I joined in again to tour the busy winery where grapes were arriving and fermentation was underway, before returning to the terrace for a tasting and a poetic delivery of information by a very knowledgeable if overly mannered young man. He became much more accessible on the subject of the Wine Glass restaurant in Stellenbosch where he had previously been manager. (It’s gone down hill….) 

Finally we drove due west once more through the late Friday afternoon traffic to our ‘luxury suite’ on Jordan Wine Estate where a basket dinner awaited us on our patio, and the remains of the half bottle Reisling from lunch. We even managed to buy one of the few remaining Assyriko bottles from the restaurant, in preference to the Merlot provided. 

We were very tired, and puzzled by the lack of ready information about the food arrangements. Chelsea’s defeat by Aston Villa and some late night emailing hassle brought a restless night. 

Saturday 22 February 

Breakfast was fruit and looked promising but the vineyard tour was booked for 10.00 so we hurried off to bag a seat. Our companions included a content six month old dutch baby called August, two contented parents and a disgruntled couple from Belgium, as bemused as we were.

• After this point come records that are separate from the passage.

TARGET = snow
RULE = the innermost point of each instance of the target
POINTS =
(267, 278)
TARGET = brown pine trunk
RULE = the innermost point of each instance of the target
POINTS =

Jordan is a terrific operation with more wonderful views, a serious focus on hospitality and built-in opportunities to taste wine and explore the vineyards in a modified land rover. But it was almost impossible to find out information about what types of meals were on offer. The basket dinner and lunch in a pod – well – a privatised space by the lake and a picnic blanket – were not to our taste but the tasting menu in the restaurant on Saturday evening capped a very pleasant, close day, with excited packing for me, a swim and a long bath while David cracked the Piemonte emailing. 

Sunday 23 February 

Ronnie arrived at 07.30 and we departed as planned at 08.00 for Cape Town International Airport, hugging as we left. The airport baggage drop was quick but the passport check slow though we eventually made it to the Icon cafe and breakfast. I purchased a new travel rucksack and a UV blocking hat (for about the same amount of money!) and the 12.05 Norse flight left perhaps 40 minutes late. Eleven and a half hours seemed a long time! David worked for much of it while I read the Booker prize winning Orbital by Samantha Harvey, lent me by Lucy; listened to another dose of a  Middlemarch radio production by the BBC and wrote up much of this. 

We arrived at Gatwick c 21.45 and stayed in Hampton by Hilton, thank goodness. 

Monday 24 February 

The journey home after breakfast was uneventful, and quiet. However, despite having managed over two weeks in South Africa without major incident, it was perhaps not surprising that a phone inadvertently was left on the train as we disembarked at Andover. 

Only when David used mine to trace his at 14.00 did we learn it was already safely stowed in Salisbury Station’s Supervisor’s office. It was quickly retrieved the same afternoon after a rapid return excursion by train. Hilarious!